Sisma, il modello Errani e tutto quello che il governo non dice
31 Agosto 2016
L’ex governatore dell’Emilia-Romagna dice di voler muoversi con estrema cautela. E ha ragione perché il cosiddetto “modello emiliano” non sembra così inattaccabile. Nei giorni scorsi, il premier Renzi ha motivato la scelta dell’uomo politico di Ravenna con il fatto che Errani aveva ottimamente gestito il terremoto del 2012 in provincia di Modena e dintorni. È stato davvero così? Ha ragione Matteo o Guido Bertolaso, già numero uno della Protezione civile, che ha invece bocciato la nomina?
Sarebbe bastato andare a recuperare i giornali e le carte di quattro anni fa per rendersi conto che, almeno prima dell’evento sismico, non è andata proprio così, anzi. In effetti, già nel 1998, ben quattordici anni prima del terremoto emiliano, i Comuni poi colpiti dal terremoto erano stati considerati a rischio, ma il grido d’allarme cadde, allora, nel vuoto. Solo nel 2003 venne emanato un decreto della presidenza del Consiglio e in quell’elenco c’erano anche i Comuni emiliani. La Regione approvò la nuova classificazione, ma il decreto venne ignorato (così come un provvedimento governativo emanato nel 2006) con le conseguenze che tutti sappiamo. Se la giunta presieduta da Errani fosse invece intervenuta subito ci sarebbe stato il tempo per intervenire in quei Comuni, inseriti nella seconda categoria di pericolosità, successivamente colpiti e affondati.

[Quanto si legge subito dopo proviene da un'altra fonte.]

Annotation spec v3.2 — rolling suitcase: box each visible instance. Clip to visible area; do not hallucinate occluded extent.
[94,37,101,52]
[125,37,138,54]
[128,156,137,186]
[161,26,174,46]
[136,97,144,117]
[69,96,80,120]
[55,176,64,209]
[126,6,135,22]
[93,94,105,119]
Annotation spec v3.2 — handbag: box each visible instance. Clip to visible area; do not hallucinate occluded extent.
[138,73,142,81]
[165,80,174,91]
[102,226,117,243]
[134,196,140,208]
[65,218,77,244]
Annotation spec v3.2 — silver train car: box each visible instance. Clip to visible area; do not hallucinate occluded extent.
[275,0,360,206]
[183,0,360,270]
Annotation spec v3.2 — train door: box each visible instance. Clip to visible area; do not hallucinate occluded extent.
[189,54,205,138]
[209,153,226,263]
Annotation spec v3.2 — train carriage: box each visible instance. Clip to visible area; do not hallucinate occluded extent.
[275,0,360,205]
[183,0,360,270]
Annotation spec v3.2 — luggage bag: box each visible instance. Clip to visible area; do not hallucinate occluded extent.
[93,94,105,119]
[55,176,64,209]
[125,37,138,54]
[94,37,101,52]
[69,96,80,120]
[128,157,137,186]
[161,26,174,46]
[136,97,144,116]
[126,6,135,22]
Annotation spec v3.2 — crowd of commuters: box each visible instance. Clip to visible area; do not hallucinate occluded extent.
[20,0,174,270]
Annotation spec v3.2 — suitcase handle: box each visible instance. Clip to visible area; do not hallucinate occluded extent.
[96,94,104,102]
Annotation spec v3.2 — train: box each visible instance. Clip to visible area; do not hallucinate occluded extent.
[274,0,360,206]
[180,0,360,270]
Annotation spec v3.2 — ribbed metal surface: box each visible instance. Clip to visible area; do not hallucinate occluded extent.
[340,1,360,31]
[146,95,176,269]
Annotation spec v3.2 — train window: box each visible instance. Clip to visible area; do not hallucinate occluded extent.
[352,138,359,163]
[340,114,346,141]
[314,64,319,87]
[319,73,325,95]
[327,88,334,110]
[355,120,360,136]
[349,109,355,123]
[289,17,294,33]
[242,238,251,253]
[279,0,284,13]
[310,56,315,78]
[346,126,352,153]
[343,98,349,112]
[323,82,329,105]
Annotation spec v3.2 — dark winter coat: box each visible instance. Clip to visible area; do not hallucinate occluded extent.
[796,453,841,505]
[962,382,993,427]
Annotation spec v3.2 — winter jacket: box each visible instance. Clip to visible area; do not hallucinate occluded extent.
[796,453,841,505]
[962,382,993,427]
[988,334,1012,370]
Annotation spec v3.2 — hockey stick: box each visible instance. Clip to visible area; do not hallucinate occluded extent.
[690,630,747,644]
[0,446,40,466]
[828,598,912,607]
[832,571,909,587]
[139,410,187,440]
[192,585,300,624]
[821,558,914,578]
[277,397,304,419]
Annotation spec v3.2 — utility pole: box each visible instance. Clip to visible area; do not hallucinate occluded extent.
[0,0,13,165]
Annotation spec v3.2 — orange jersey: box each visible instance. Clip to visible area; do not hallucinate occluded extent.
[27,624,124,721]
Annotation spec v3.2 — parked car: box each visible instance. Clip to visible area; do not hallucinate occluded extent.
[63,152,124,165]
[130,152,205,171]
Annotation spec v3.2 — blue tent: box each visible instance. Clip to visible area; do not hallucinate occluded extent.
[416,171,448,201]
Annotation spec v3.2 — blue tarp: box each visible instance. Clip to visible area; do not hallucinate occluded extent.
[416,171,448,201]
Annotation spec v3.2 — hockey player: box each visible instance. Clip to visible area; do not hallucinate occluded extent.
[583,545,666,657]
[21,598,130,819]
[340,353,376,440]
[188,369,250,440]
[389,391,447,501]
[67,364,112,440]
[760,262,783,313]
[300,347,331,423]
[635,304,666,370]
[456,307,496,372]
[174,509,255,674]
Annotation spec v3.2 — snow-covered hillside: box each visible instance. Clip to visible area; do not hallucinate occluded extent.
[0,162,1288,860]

Ovviamente, dopo il disastro che colpì la Bassa (con 27 vittime), la Regione cercò di correre ai ripari. Il rapporto venne consegnato alla Regione nel febbraio 2013 ma i risultati, chissà perché, furono pubblicati solo nel successivo aprile dalla rivista americana Science. Gli esperti, c’è scritto testualmente, “non escludevano”, quasi per sottrarre responsabilità alla Regione stessa, che le estrazioni petrolifere potessero aver causato la scossa del 20 maggio.
Rileggendo quelle carte, ci sono anche altre sorprese. Un anno prima delle scosse nella Bassa, l’11 maggio del 2011, si era provato a snellire la normativa antisismica percé per la Regione frenava lo sviluppo economico di una delle zone più ricche d’Italia. Salvo poi ricredersi completamente all’indomani del sisma del 2012.
Come si destreggerà adesso l’ex governatore dell’Emilia? Forse sarebbe stato meglio, come ha suggerito Salvini, nominare invece l’ex-commissario di Roma Francesco Paolo Tronca, un prefetto che ha già dimostrato con le emergenze capitoline di rispondere solo allo istituzioni e non ai partiti.
Nella roccaforte del Pd, del resto, tutto deve procedere secondo le regole. Criminali, mazzette e clan, non atrovano mai spazio nella loro personale narrazione. La lista di animalie è davvero lunga. L’Espresso documentò tre anni fa l’intromissione della ‘ndrangheta nella filiera dello smaltimento delle macerie. Poi i subappalti finiti ad aziende legate ai clan e i sospetti su una cricca di professionisti che si sarebbero arricchiti con i fondi per la ricostruzione. E infine il caso del cemento “fragile” usato per una scuola pubblica.
Inoltre, a luglio del 2012 il commissario per l’emergenza Vasco Errani, aveva stanziato l’ingente somma di 56 milioni di euro, al fine di ricostruire entro la fine di settembre, edifici scolastici temporanei, a seguito della rovina di quelli esistenti. E in questa “situazione” compare, ancora una volta, la società di San Felice (già finita sotto sequestro e adesso gestita da un’amministratore giudiziario per conto del tribunale), guidata all’epoca da Augusto Bianchini e ora imputato per concorso esterno. In questo caso è sospettata di aver smaltito amianto in alcuni cantieri della ricostruzione. È emerso, inoltre, dall’indagine che nei cantieri di Bianchini lavoravano maestranze assunte grazie all’intermediazione dei boss delle ‘ndrine emiliane: trattati come schiavi!
E’ anche alla luce di ciò che si accende la polemica introno alla nomina dell’ex presidente dell‘Emilia-Romagna. Il che fa pensare alle opposizioni, in particolare a FI e Lega, che la volontà di puntare su di lui sia dovuta a ragioni tutte politiche: rendere più mansueta la componente ribelle interna in vista della battaglia referendaria. È questa l’accusa diretta che parte da Maurizio Gasparri.